Leopold, who was sworn in as county executive last month, said he would like to develop a spirit of regionalism in the county, particularly when it comes to growth-related issues.

Nothing good happens without cooperation and collaboration," he said. "Growth-related issues have a better chance of being resolved this way."

He, Cohen and Moyer all have different priorities for the panel.

Leopold wants to keep the entire region in mind, urging a faster pace of construction for the expanded infrastructure needed to accommodate BRAC.

Moyer would like to see potential upgrades to the Annapolis Wastewater Treatment Plant, which is run by the county, and the development of "growth boundaries," which would assess where and if Annapolis should annex land in the future.
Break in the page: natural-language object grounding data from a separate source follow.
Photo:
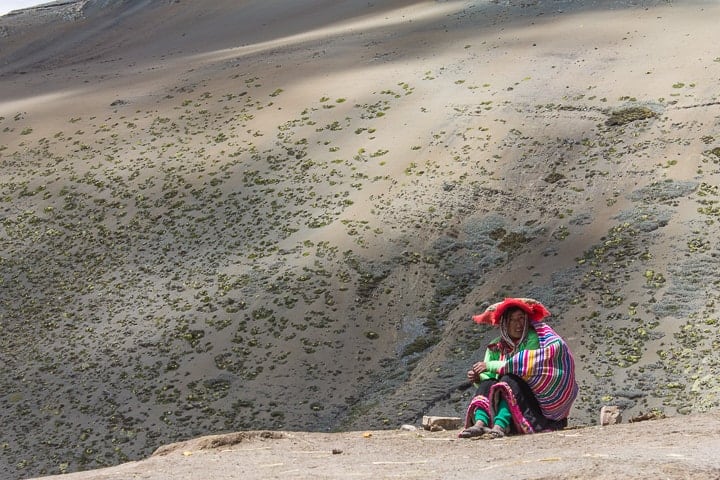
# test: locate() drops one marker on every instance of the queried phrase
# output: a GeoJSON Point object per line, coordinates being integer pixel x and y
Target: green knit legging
{"type": "Point", "coordinates": [502, 416]}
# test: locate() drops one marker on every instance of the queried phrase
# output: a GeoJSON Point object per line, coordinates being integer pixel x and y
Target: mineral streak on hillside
{"type": "Point", "coordinates": [223, 216]}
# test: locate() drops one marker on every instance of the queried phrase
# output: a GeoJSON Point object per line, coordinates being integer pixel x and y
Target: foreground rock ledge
{"type": "Point", "coordinates": [674, 448]}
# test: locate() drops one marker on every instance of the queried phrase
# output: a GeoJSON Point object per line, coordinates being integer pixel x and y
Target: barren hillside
{"type": "Point", "coordinates": [239, 215]}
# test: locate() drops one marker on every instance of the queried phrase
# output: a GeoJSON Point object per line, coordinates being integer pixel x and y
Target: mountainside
{"type": "Point", "coordinates": [239, 215]}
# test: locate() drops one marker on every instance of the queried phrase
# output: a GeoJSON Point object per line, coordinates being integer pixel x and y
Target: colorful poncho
{"type": "Point", "coordinates": [549, 372]}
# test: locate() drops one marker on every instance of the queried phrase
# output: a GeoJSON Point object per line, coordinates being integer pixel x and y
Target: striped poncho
{"type": "Point", "coordinates": [549, 371]}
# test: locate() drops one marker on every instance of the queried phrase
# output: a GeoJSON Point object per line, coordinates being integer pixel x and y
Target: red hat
{"type": "Point", "coordinates": [493, 314]}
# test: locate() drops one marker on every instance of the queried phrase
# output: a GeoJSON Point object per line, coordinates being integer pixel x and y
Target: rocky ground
{"type": "Point", "coordinates": [672, 448]}
{"type": "Point", "coordinates": [236, 216]}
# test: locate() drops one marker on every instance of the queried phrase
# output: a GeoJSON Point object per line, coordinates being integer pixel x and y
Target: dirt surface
{"type": "Point", "coordinates": [670, 448]}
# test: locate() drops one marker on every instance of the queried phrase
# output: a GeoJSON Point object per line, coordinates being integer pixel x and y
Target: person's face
{"type": "Point", "coordinates": [516, 324]}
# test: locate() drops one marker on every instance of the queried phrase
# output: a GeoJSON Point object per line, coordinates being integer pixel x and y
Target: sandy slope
{"type": "Point", "coordinates": [670, 449]}
{"type": "Point", "coordinates": [212, 210]}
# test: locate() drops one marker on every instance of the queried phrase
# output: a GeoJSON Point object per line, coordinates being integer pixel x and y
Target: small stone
{"type": "Point", "coordinates": [435, 424]}
{"type": "Point", "coordinates": [610, 415]}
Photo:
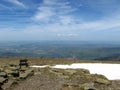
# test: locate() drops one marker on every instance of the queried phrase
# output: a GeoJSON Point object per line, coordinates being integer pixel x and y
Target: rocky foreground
{"type": "Point", "coordinates": [66, 79]}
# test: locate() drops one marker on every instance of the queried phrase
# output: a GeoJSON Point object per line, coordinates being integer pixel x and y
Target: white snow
{"type": "Point", "coordinates": [111, 71]}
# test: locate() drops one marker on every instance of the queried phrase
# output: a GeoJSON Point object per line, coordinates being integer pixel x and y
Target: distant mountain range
{"type": "Point", "coordinates": [62, 49]}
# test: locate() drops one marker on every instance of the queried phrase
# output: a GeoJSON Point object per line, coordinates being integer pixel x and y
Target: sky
{"type": "Point", "coordinates": [84, 20]}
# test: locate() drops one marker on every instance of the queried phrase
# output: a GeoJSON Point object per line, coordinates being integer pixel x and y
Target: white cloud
{"type": "Point", "coordinates": [16, 2]}
{"type": "Point", "coordinates": [4, 7]}
{"type": "Point", "coordinates": [54, 11]}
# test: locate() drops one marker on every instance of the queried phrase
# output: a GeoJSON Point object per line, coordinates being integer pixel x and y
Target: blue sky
{"type": "Point", "coordinates": [88, 20]}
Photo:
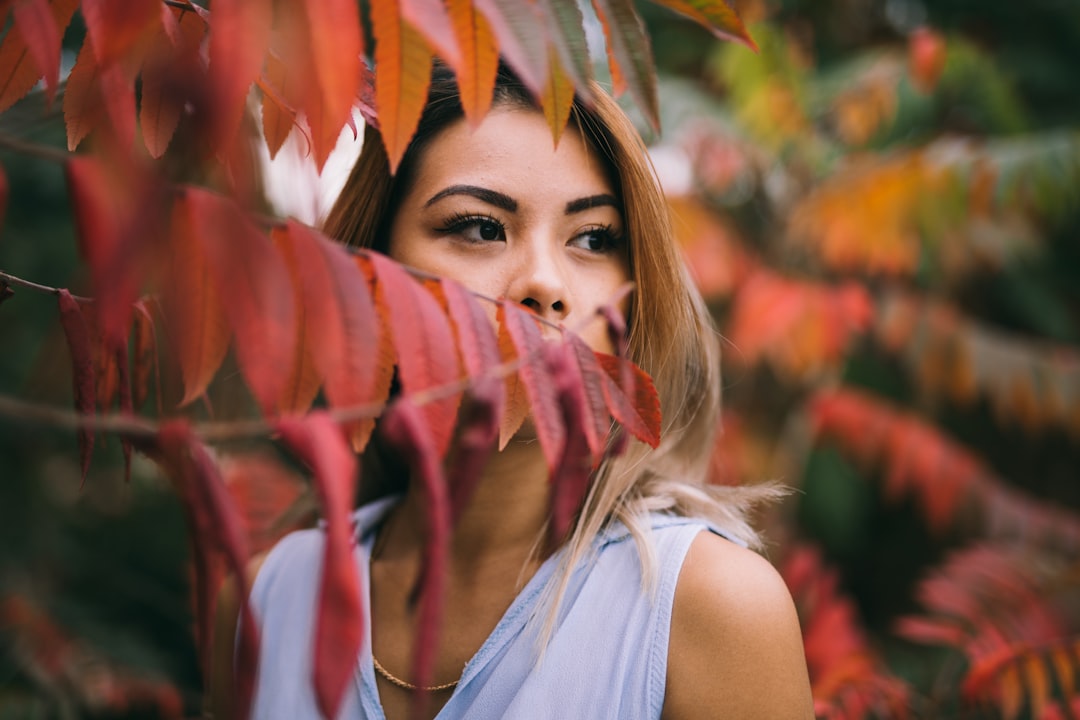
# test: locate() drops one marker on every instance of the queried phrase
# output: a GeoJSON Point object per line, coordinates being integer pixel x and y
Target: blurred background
{"type": "Point", "coordinates": [881, 207]}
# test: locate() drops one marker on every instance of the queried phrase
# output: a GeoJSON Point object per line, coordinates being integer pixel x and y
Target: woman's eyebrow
{"type": "Point", "coordinates": [489, 197]}
{"type": "Point", "coordinates": [592, 201]}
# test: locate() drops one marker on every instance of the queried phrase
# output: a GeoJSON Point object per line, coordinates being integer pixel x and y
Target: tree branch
{"type": "Point", "coordinates": [36, 149]}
Cohen is interested in a long-term growth plan for the county and city, considering everything from water and sewer capacity to transportation to the health of the Chesapeake Bay.

The task force has met twice, with several appointees for the county appearing at the second meeting. No chairman has been elected yet, and another meeting is expected to take place next month.

Dan Nataf, director of Anne Arundel Community College's Center for the Study of Local Issues, said there has always been a "semicompetitive" relationship between the city and the county. He sees the new task force as a possible positive first step to making improvements.

"It helps bridge the perceptions of those whose focus is the city and those whose focus is the county," Nataf said.